A new method to investigate the initial protein folding dynamics is developed based on a pulsed laser light triggering method and a unique transient grating method. The side chain of the cysteine residue of apoplastocyanin (apoPC) was site-specifically modified with a 4,5-dimethoxy-2-nitrobenzyl derivative, where the CD and 2D NMR spectra showed that the modified apoPC was unfolded. The substituent was cleaved with a rate of about 400 ns by photoirradiation, which was monitored by the disappearance of the absorption band at 355 nm and the increase in the transient grating signal. After a sufficient time from the photocleavage reaction, the CD and NMR spectra showed that the native beta-sheet structure was recovered. Protein folding dynamics was monitored in the time domain with the transient grating method from a viewpoint of the molecular volume change and the diffusion coefficient, both of which reflect the global structural change, including the protein-water interaction. The observed volume decrease of apoPC with a time scale of 270 micros is ascribed to the initial hydrophobic collapse. The increase in the diffusion coefficient (23 ms) is considered to indicate a change from an intermolecular to an intramolecular hydrogen bonding network. The initial folding process of apoPC is discussed based on these observations.

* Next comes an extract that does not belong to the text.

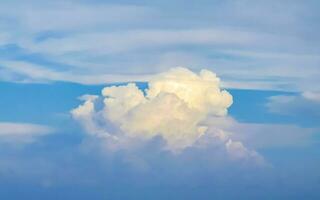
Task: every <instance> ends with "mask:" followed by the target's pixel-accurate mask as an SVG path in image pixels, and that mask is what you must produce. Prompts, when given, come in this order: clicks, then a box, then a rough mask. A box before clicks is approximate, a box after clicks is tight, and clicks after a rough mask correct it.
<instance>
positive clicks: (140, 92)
mask: <svg viewBox="0 0 320 200" xmlns="http://www.w3.org/2000/svg"><path fill="white" fill-rule="evenodd" d="M82 99H83V100H84V101H85V102H84V103H83V104H82V105H80V106H79V107H77V108H75V109H74V110H72V111H71V113H72V116H73V117H74V118H75V119H76V120H78V121H79V122H80V123H81V124H82V126H83V127H84V128H85V129H86V131H87V132H88V133H89V134H92V135H95V136H97V137H99V138H104V139H105V140H106V141H107V143H108V144H112V145H115V146H117V145H118V146H119V145H120V146H121V145H126V146H128V144H130V141H136V140H139V141H143V142H148V141H150V140H151V139H152V138H155V137H160V138H161V139H163V140H164V143H165V149H167V150H169V151H172V152H181V151H183V150H184V149H186V148H188V147H195V146H201V147H203V146H207V145H210V144H212V143H216V142H218V143H221V144H223V146H224V149H225V151H226V152H227V153H228V154H229V155H230V156H231V158H235V159H249V160H250V159H253V160H255V161H258V162H259V163H261V162H263V159H262V157H261V156H260V155H259V154H257V153H256V152H255V151H250V150H248V149H247V148H246V147H245V146H244V145H243V144H242V143H241V142H240V141H233V140H232V139H231V138H230V137H229V134H228V133H225V132H224V131H223V130H222V129H219V128H216V127H212V126H209V123H207V122H206V120H207V119H208V118H209V117H210V116H211V117H217V118H223V117H225V116H226V115H227V111H228V108H229V107H230V106H231V104H232V102H233V99H232V96H231V94H230V93H228V92H227V91H225V90H223V89H221V88H220V79H219V78H218V77H217V76H216V74H214V73H213V72H211V71H209V70H201V71H200V73H199V74H196V73H193V72H192V71H190V70H188V69H186V68H181V67H179V68H173V69H171V70H169V71H167V72H165V73H161V74H158V75H155V76H153V78H151V80H150V81H149V82H148V88H147V89H145V90H144V91H143V90H141V89H139V88H138V87H137V85H136V84H134V83H129V84H127V85H123V86H112V87H106V88H104V89H103V90H102V97H99V96H92V95H86V96H84V97H83V98H82ZM101 100H102V101H101Z"/></svg>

Diffusion coefficient and the secondary structure of poly-L-glutamic acid in aqueous solution.

The diffusion coefficients (D) of poly-L-glutamic acid (PLG) at various pHs are investigated by the laser-induced transient-grating method with a new photoreactive probe molecule. The pH dependence of D is compared with that of the helical content of PLG measured by circular dichroism. It is found that the pH dependences of both quantities are very similar. Since the frictions of the translational diffusion of charged and protonated carboxyl groups are found to be similar each other, it is concluded that the conformation of the main polymer chain is the main factor in determining the diffusion process; in other words, the alpha-helix conformation makes the molecular diffusion faster. This result indicates that the conformational change of a protein can be detected by monitoring the diffusion coefficient.